By the way, in the quality guaranty services, there might be a case where the path can not be set up on an optimal route depending on a traffic condition. For example, when the path can not be set up, a service providing side performs a service on a detour route. Further, in the case of being unable to ensure the bandwidth just when a quality guaranty traffic request is given from a terminal, in the quality guaranty traffic forwarding system, normally a call loss occurs.
For avoiding such a problem in these quality guaranty traffic forwarding systems, there is a method of reducing a call loss ratio by reallocating the existing flow to by far the shortest route. According to this method, a minimum-cost route is calculated for the quality guaranty traffic request from the terminal. At this time, when the calculated route contains only one link unable ensures the bandwidth, one flow contained in that link is selected. Then, this method schemes to make a reallocation to by far the different shortest route. When the route can be set up through this reallocation, there decreases the call loss of the request from the terminal.
Further, as non-guaranty traffic forwarding systems, there are hop-by-hop forwarding on a shortest route base and a dynamic load balancing system using multi-paths.
Of the non-guaranty traffic forwarding systems, in the hop-by-hop forwarding on the shortest route base, the shortest route is selected by a route search mechanism of IGP (Interior Gateway Protocol) such as OSPF (Open Shortest Path First). Then, the selected shortest route is reflected in a routing table of the router. At this time, the packets are forwarded packet by packet to a next hop while referring to the routing tables of the respective routers.
Further, of the non-guaranty forwarding systems, in the dynamic load balancing method using the multi-paths, the present inventors propose technologies of setting up a plurality of paths by MPLS and forwarding in a way that shares the traffic with the respective paths.

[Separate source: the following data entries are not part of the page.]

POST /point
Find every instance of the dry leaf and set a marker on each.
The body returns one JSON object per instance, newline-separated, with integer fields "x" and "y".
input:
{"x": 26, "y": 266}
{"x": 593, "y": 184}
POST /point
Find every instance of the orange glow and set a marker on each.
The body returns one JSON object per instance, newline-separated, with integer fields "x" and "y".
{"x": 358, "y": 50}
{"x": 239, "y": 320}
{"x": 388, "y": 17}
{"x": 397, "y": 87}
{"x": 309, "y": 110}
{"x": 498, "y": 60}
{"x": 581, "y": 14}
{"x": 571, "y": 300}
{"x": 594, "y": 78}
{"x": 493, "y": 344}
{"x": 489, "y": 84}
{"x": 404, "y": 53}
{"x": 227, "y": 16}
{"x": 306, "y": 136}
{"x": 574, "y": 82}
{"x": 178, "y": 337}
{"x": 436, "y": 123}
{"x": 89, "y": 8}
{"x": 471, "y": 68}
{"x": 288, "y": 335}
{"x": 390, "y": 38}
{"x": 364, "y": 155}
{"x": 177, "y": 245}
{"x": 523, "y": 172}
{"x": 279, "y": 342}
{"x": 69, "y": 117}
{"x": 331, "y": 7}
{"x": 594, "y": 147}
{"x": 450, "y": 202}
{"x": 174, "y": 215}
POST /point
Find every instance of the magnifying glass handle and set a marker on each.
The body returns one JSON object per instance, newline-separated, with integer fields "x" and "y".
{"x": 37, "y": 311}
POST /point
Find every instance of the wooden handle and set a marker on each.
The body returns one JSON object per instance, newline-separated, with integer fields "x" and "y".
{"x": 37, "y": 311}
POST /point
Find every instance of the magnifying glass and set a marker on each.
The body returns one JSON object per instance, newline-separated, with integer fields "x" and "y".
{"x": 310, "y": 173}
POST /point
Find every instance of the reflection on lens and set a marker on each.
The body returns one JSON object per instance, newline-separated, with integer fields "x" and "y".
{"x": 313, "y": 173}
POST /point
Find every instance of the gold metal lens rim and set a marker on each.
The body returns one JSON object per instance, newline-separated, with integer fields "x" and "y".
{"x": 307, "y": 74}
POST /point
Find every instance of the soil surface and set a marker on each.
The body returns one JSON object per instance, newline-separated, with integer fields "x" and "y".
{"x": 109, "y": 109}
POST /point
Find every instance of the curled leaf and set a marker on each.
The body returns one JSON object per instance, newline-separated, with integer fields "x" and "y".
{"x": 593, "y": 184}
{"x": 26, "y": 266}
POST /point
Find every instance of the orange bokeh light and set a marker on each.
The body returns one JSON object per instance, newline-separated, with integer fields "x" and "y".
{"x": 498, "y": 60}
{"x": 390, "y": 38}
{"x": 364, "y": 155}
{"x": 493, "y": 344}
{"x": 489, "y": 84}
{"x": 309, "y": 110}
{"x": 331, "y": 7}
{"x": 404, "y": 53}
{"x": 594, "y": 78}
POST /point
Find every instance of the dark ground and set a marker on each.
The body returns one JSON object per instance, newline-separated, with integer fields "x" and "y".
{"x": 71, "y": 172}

Moreover, the present inventors propose such a technology that functions required for the load balancing are distributed and allocated to a centralized control server and to the routers, and the function used as the necessity arises is switched over between the server and the router, thereby flexibly actualizing the centralized control and the distributed control.
First, generally the router for carrying out the existing systems forwards the guaranty traffic in preference to the non-guaranty traffic in order to guarantee a high throughput and a low delay of the quality guaranty traffic. Accordingly, in the case of letting the quality guaranty traffic and the non-guaranty traffic flow to the same link, as a quantity of the quality guaranty traffic increases, a quantity of the non-guaranty traffic that can be forwarded is restricted. Namely, the existing system has less of residual bandwidths for the non-guaranty traffic.
Therefore, in the non-guaranty traffic, when letting large quantity of packets, some are discarded due to the queue in the router.
Moreover, also in a case where there are links across which a large quantity of non-guaranty traffic flows, the existing system accepts and lets the quality guaranty traffic without considering that the large quantity of packets of non-guaranty traffic are to be discarded.
Still further, even by performing a link extension or raising a link speed in order to avoid discarding the packets of the non-guaranty traffic, as the link does not always come to state of congestion, it follows that a link using efficiency becomes lower than before the extension. Further, in this case, a problem was a rise in cost for the link extension.
Moreover, in the existing system, the quality guaranty path was not always set up on the best route, depending on the traffic condition. Then, in the existing system, there was a case in which if the bandwidth, though unable to ensure the bandwidth on the shortest route, can be ensured on a detour route, the detour route is to be selected.
As a system for steering clear of this problem, there is disclosed a technology of scheming to reallocate, when the requested quality is not met, the existing quality guaranty flow, i.e., the quality guaranty path to the best path.